Es ist ein sonniger Frühlingsnachmittag in der Provinzhauptstadt Guiyang in Südwestchina. Ich treffe mich mit Frau Prof. Gong Nili in ihrer Wohnung in der Nähe des Unicampus. Frau Gongs Wohnung ist zwar, was den eigentlichen Wohnbereich betrifft, nicht sehr groß, beinhaltet aber dazu noch drei Arbeitszimmer voll mit Büchern. An der Wand hängt ein traditionelles chinesisches Instrument, eine Qin-Zither. „Wir haben einen Verein der Qin-Freunde an der Uni“, sagt Frau Gong. „Immer mehr und mehr Leute wollen an unserer Gruppe teilnehmen. Qin-Spielen ist ein traditioneller chinesischer Weg der Selbstkultivierung.“ Wie in China üblich, kommt das weitere Gespräch erst in Gang, als eine Tasse mit heißem Grüntee vor der Besucherin steht.

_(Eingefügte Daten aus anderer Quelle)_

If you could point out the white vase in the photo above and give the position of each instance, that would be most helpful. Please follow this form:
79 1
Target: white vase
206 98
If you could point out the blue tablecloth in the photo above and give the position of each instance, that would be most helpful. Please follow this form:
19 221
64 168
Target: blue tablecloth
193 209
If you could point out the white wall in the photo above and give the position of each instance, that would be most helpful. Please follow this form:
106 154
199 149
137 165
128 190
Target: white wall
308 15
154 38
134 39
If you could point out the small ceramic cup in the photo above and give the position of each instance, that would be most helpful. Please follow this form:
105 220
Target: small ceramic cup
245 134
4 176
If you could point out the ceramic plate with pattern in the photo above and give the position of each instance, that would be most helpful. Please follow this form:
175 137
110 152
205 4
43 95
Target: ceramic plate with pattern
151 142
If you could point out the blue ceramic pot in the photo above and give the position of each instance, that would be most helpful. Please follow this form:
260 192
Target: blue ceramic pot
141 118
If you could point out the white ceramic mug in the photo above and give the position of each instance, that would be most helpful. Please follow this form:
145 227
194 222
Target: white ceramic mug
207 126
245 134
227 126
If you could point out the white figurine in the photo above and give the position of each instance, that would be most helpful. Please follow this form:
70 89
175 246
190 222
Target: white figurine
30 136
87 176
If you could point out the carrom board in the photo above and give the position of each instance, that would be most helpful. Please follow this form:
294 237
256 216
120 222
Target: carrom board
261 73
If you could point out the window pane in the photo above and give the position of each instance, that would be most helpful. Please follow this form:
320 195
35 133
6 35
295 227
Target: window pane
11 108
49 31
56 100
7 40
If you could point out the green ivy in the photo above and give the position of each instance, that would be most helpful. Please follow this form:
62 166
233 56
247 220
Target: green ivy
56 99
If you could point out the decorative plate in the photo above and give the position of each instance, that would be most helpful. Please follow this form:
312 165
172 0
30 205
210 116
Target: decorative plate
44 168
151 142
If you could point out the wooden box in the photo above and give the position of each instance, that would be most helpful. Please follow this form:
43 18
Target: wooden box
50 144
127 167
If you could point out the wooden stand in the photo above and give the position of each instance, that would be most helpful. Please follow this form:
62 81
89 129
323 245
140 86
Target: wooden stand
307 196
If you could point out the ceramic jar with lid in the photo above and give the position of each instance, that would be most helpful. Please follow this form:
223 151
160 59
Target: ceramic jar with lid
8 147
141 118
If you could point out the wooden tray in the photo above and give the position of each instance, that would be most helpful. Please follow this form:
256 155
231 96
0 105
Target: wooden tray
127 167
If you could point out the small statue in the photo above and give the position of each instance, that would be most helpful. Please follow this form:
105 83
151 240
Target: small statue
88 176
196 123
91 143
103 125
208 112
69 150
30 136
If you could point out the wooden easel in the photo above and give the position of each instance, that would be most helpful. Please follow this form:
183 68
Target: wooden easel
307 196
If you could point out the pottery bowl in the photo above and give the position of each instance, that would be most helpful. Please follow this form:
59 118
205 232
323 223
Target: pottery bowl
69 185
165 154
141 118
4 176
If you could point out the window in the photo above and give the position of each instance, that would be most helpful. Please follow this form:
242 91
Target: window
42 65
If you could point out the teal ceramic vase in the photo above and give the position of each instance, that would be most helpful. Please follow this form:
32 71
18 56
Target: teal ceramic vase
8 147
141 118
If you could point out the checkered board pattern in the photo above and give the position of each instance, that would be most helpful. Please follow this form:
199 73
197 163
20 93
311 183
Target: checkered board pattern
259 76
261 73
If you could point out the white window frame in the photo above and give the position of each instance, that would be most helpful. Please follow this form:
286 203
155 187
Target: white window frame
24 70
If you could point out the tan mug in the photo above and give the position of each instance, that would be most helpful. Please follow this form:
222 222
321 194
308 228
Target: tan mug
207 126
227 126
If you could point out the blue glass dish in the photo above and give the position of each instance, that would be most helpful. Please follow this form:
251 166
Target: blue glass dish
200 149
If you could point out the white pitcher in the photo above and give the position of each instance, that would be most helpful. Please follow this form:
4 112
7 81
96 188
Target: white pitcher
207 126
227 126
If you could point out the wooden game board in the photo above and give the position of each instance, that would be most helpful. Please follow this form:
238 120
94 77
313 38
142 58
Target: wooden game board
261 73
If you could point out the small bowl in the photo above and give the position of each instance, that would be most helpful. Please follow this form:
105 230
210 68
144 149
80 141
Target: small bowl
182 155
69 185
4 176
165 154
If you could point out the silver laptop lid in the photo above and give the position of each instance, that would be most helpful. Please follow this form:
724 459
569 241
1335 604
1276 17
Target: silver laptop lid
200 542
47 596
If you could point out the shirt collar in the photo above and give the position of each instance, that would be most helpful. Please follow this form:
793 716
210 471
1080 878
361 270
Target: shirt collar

"Musik bedeutet eine Einheit des menschlichen Herzgeistes und der natürlichen Klänge"
Peng: Frau Gong, ich freue mich sehr, dass ich Sie heute wiedersehen darf. Das letzte Mal haben wir uns im Jahre 2009 getroffen. Wir hatten ein sehr interessantes Gespräch über chinesische Musik. Heute möchte ich Sie als Stipendiatin der Gerda Henkel Stiftung in Deutschland weiter zu diesem Thema interviewen.
Gong: Ja, sehr gerne! Wie ich weiß, interessieren sich immer mehr ausländische Leute für die lebendige Geschichte der chinesischen Kulturtradition. Ich hoffe, dass sie dabei auch gerne chinesische Musik hören und verstehen möchten.
Peng: Können Sie uns einmal ganz allgemein erklären, welche Rolle die chinesische Musik in der chinesischen Kultur spielt?
Gong: In der traditionellen chinesischen Kultur ist die Musik nicht nur eine bloße Kunstform, die gleichwertig neben anderen steht. Sie stellt vielmehr eines der wichtigsten Kulturphänomene dar. Das Musikverständnis der Chinesen ist von Anfang an ein besonderes: Musik bedeutet eine Einheit des menschlichen Herzgeistes und der natürlichen Klänge. Von jeher gilt die Musik als das vereinigende Band von Natur, Menschen und Gesellschaft. In den drei Grundströmungen des Konfuzianismus, Daoismus und Buddhismus wird Musik als höchste Form und höchster Ausdruck des Lebens aufgefasst.
Peng: Wie sind die Verbindungen zwischen traditioneller chinesischer Musik und anderen chinesischen Kunstformen, z.B. Malerei, Kalligraphie und Tanz, zu denken?
Gong: Interessanterweise sind fast alle traditionellen chinesischen Kunstformen im weiteren Sinne sehr „linear“ angelegt. Die Kalligraphie basiert auf einzelnen Pinselstrichen. Auch in der Malerei sind die Linien wichtiger als beispielsweise die Farbe. Entsprechend wird auch in der traditionellen Architektur großer Wert auf die Linienführung der Gebäude gelegt. Die traditionelle chinesische Musik kennt keine Harmonien im engeren Sinne, wie sie in der westlichen Musik so wichtig sind. Auch hier steht eine „lineare“ Bewegung im Zentrum, nämlich die der Melodie.